Il y a des formes d'incivilité plus grave que les bagages sur les sièges. Les hooligans causent de gros dégâts. L'expérience de confier aux clubs le soin de gérer les wagons de supporters est-elle concluante ?Je suis heureux que les Young Boys de Berne aient accepté cette responsabilité. Nous en tirerons le bilan à la fin de l'année. D'une façon générale, je pense que les clubs ont l'obligation morale de nous aider à contrôler le comportement de leurs supporters. C'est inadmissible d'assister à des batailles rangées dans les trains. Je reçois des lettres de pères de famille qui me disent qu'ils ont dû cacher leurs enfants sous les sièges le temps que des hooligans se calment. Des mécaniciens se plaignent aussi d'agressions jusque dans les locomotives. Les clubs ne peuvent pas se contenter de dire que c'est l'affaire des CFF. Ils doivent s'engager. Je suis heureux que cette question préoccupe aussi les milieux politiques.

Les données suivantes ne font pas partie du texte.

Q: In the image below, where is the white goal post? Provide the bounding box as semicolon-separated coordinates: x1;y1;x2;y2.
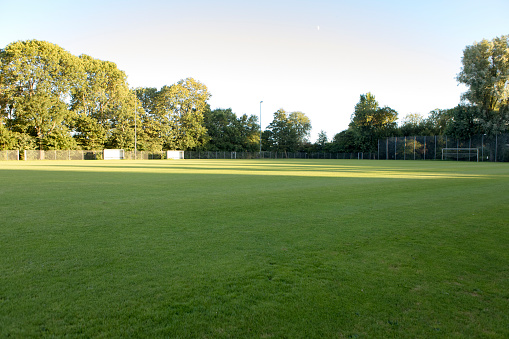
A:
166;151;184;160
103;149;124;160
442;148;479;162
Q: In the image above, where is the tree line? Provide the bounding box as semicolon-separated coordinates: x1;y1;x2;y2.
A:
0;35;509;152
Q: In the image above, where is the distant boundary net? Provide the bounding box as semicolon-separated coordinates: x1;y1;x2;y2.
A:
0;133;509;162
377;133;509;162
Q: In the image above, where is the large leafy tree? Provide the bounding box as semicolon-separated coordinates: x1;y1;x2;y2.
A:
0;40;82;149
457;35;509;134
154;78;211;150
71;55;135;149
204;108;260;151
267;109;311;152
349;93;398;152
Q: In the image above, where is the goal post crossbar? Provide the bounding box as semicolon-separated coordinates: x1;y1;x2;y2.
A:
442;147;479;162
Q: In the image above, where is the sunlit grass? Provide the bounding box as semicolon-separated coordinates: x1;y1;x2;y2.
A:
0;160;509;338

Par ailleurs, vous avez décidé d'armer la police ferroviaire. N'est-ce pas disproportionné sachant que les agressions sont en diminution.Non, les membres de la police ferroviaire disposent de la même formation qu'un agent de police. Ils sont entraînés à n'utiliser leur arme que dans les cas d'extrême urgence, pour protéger des usagers ou des agents de train. Porter une arme n'est donc pas disproportionné. Les contrôleurs font face à une agressivité croissante et nous devons prendre des mesures dissuasives.
C'est impensable de sortir un pistolet dans un wagon bondé...N'oubliez pas que des policiers armés patrouillent déjà aux heures de pointe dans les gares. La situation est comparable.

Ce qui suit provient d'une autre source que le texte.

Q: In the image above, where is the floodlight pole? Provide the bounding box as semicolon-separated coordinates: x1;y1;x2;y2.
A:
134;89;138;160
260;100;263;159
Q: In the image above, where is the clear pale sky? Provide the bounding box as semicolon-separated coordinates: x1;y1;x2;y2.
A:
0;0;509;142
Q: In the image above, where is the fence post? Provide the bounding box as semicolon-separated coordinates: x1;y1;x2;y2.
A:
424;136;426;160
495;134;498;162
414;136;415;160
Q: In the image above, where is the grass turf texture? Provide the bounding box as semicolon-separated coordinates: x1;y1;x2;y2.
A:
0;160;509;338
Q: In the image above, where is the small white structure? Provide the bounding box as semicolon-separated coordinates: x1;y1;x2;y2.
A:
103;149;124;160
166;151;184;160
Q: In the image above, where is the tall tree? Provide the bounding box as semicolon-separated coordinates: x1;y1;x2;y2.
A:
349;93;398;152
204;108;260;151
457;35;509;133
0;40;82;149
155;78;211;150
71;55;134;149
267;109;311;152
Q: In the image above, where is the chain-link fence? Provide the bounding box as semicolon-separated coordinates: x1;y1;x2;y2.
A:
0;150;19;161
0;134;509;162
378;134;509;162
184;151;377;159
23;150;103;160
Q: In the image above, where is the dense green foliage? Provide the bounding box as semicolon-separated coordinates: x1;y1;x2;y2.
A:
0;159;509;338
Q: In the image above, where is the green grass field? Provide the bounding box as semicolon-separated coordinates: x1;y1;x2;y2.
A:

Il ne sera bientôt plus possible d'acheter des billets dans les trains intercity. N'est-ce pas un service en moins à la clientèle ?C'est surtout une façon de lutter contre les resquilleurs. Actuellement, sur de petits trajets comme Fribourg-Berne, certains passagers achètent le billet dans le train, quitte à payer un supplément, car ils font le pari qu'ils ne seront pas forcément contrôlés. Je vous rappelle que l'achat préalable du billet est obligatoire depuis longtemps sur les lignes régionales.
La commune de Morat a demandé des panneaux bilingues dans les gares. La question se pose aussi en ville de Fribourg. Pourquoi les CFF refusent-ils de prendre en charge les frais ?C'est une règle normale de causalité. Celui qui réclame un changement doit le payer. Il ne s'agit pas seulement de modifier le nom de la localité mais tout un système d'annonce. Nous sommes en discussion avec les autorités fribourgeoises.
Ce qui changera le 11 décembre
TARIFS L'abonnement général passera à 3350 francs en 2e classe (+50 fr.) et à 5350 francs en 1ère classe (+200 fr.). L'abonnement Voie 7 qui permet aux 16-25 ans de voyager gratuitement entre 19h00 et 05h00 passera à 129 francs (+30 fr.). Le prix des billets de 2e classe reste inchangé, de même que celui de l'abonnement demi-tarif. La hausse moyenne des billets de 1ère classe est d'environ 3%.
HORAIRES Le grand changement est attendu en 2013 avec l'introduction de l'horaire Romandie. En 2012, on assistera surtout à des ajustements de l'offre. Jura: réduction du temps de parcours vers la France grâce à l'arrivée de la ligne de TGV Rhin-Rhône et l'ouverture de la gare TGV de Belfort-Montbéliard.
Fribourg: lancement de la première étape du RER Bulle-Romont-Fribourg-Berne. Vaud/NE: un interegio supplémentaire le matin entre Lausanne et Neuchâtel. Renforcement aux heures de pointe sur la ligne Neuchâtel-La Chaux-de-Fonds-Le Locle, ainsi qu'entre Neuchâtel et Bienne. Genève: Etoffement de l'offre entre la Plaine et Genève aux heures de pointe. Valais: liaison Genève-Brigue-Milan avec composition doublée le week-end.